It will not have escaped the notice of regular readers of this site that attention is finally turning towards the future of postgraduate provision. Others have focused on elements of the debate such as the widening of participation to postgraduate studies. Another area which is gathering momentum is the push for a postgraduate equivalent of the National Student Survey and the natural extension of the Key Information Sets to include postgraduate programmes.
There is a certain degree of inevitability about these developments given the numerous expressions of support for the idea. The Smith review in 2010, followed by last year’s White Paper and latterly the House of Lords Science and Technology Committee have each proposed changes which would expand the standardised information about postgraduate provision to bring it in line with undergraduate programmes. Considering HEFCE are already planning for this work to take place, with it featuring in their business plan for 2011-15, it seems as though we will not have long to wait.
There is certainly a prima facie case for giving postgraduate students an opportunity to feedback on their course in a way which provides institutions with nationally comparable data. There are also few who would argue with the notion of offering extensive information to prospective students; they do after all need to make the right decision. However, ending the discussion at this relatively superficial level belies the complexity of the issue at hand. A major irony of the policy discussions around student surveys is the lack of empirical evidence about their use and impact.
I have a somewhat love hate relationship with the NSS. I can see both the need for it and the need to be free from it. In one breath I describe it as a reliable and statistically valid instrument for understanding student perception and in my next sentence I deride it as an over simplification of an ultimately complex student experience. I suspect many people in my line of work hold a similarly mixed opinion. It’s difficult not to be torn: the NSS’s simplicity is both its major strength and its major weakness. Comparison with others is straightforward but little is known of the context when making a judgement about performance.
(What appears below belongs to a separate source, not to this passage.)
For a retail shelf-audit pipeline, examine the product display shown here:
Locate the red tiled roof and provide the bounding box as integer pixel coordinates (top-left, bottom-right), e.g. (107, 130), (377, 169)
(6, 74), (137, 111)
A problem appears to be the imbalance in the policy level discussion about the continuing existence of the NSS. The need to have some form of information quenching the market’s supposed thirst for high-level comparable data seems to have overtaken the discussion about the instrument itself. Since the NSS was first run back in 2005 there has been a steady stream of anecdotal evidence indicating underlying concerns. A recent example reported in the Times Higher was the motion passed at the UCU’s annual congress advocating the replacement of the NSS with a different feedback system. Previously in the same paper, Frank Furedi provided an eloquent account of the pressures caused by the NSS. My own efforts in surveying academic staff have shown that unless great care is taken the role of the NSS as a public performance indicator can distract colleagues from other forms of enhancement activity.
It was unfortunate then to see that the 2010 evaluation of the NSS commissioned by HEFCE was unable to further our understanding of these issues, potentially missing out on important information which would have guided future policy in this general area. The proposal in the same report to conduct a fuller review of the NSS in 2015 is notable and would present the ideal opportunity to look at these issues again. It would be interesting to see further work done on the sociological impact of the survey across the university sector and how this affects the way in which improvement of the student experience is approached. My suspicion is that once the Key Information Sets are in the public domain the metrics included will become the primary focus of attention at the expense of everything else (bar league tables). Are these metrics really the be-all and end-all of higher education? If not, why would we want to create a situation where they are disproportionately important?
So before we commit to developing postgraduate equivalents of the NSS and Key Information Set we have to fully understand the sector wide impact of the undergraduate versions. The final decision should not be a foregone conclusion just yet, given the paucity of the available evidence. However, with the policy imperative remaining so strong it is difficult to imagine any other outcome. The risks with pressing ahead are therefore unknown, causing many policy wonks some unease.